Wer von einem Beschuldigten trotz Einstellung des Verfahrens Kosten erheben will, kommt nicht umhin, ihm die Einstellungsverfügung zu eröffnen und ihn damit überhaupt erst über die Eröffnung des Verfahrens in Kenntnis zu setzen. Dass dies bundesrechtswidrig ist, hat kürzlich das Bundesstrafgericht entschieden (BStGer BV.2018.25 vom 26.11.2018). Bei der Strafverfolgungsbehörde handelte es sich um die ESTV, die es nun wirklich besser wissen müsste.

Aus dem Entscheid:


Aus den vorliegenden Akten und der Einstellungsverfügung ist ersichtlich, dass die Beschwerdegegnerin den Beschwerdeführer über das laufende Verfahren erst mit Zustellung der Einstellungsverfügung vom 7. August 2018 orientierte. Weshalb die Beschwerdegegnerin den Beschwerdeführer über das seit dem 26. November 2013 gegen ihn geführte Verwaltungsstrafverfahren nicht vorgängig in Kenntnis setzte, ist nicht nachvollziehbar. Dies umso weniger, als Art. 104 Abs. 4 MWSTG ausdrücklich eine unverzügliche schriftliche Mitteilung betreffend die Eröffnung einer Strafuntersuchung vorschreibt (E. 3.3).

Bemerkenswert sind auch die Ausführungen zur Kostenauferlegung, welche die Kosten als Verdachtsstrafe erscheinen liessen:


Vielmehr begründete die Beschwerdegegnerin die Auferlegung eines Teils der Kosten im Wesentlichen damit, dass in den Jahren 2007 bis 2009 Widerhandlungen festgestellt worden seien, die den Tatbestand von Art. 98 lit. e MWSTG erfüllen würden (bspw. nicht verbuchte Honorareinnahmen, Ausstellung fiktiver Rechnungen, Buchungen über Geschäfte mit fehlenden Zahlungsflüssen).
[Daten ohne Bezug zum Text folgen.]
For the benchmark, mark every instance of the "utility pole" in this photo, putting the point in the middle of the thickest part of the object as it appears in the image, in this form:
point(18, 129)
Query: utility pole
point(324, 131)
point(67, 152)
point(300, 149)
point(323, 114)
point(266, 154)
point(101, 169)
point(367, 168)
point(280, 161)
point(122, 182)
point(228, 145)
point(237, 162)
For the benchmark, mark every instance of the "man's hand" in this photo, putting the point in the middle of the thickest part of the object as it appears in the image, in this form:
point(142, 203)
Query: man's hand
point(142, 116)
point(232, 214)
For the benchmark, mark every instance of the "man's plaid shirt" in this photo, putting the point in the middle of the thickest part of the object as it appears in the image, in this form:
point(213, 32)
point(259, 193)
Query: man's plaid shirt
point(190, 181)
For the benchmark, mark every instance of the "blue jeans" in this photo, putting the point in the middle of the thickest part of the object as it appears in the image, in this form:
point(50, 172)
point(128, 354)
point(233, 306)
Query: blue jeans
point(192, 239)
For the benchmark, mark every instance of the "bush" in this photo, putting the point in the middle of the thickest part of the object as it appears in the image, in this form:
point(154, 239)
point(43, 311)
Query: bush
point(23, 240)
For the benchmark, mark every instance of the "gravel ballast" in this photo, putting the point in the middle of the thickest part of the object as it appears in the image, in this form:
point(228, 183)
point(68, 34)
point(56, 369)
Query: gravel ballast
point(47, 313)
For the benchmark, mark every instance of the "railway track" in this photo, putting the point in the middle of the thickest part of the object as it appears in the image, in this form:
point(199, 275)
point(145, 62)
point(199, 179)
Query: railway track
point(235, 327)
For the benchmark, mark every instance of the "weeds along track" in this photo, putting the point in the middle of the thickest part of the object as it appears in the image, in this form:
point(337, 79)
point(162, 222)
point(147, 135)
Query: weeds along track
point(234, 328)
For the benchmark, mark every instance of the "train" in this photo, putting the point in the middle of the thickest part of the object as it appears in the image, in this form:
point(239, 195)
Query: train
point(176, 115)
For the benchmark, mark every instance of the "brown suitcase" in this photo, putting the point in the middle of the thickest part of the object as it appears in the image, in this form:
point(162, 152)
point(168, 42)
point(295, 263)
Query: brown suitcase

Diese Widerhandlungen hätten dazu beigetragen, dass die Strafuntersuchung eingeleitet worden sei (E. 4.1).

Da stellt sich unweigerlich die Frage, wie viele Strafverfahren die unzähligen Ämter, die in der Schweiz nebenbei auch noch als Strafverfolger tätig sind, führen, ohne dass die Betroffenen oder auch die Justiz jemals davon erfahren.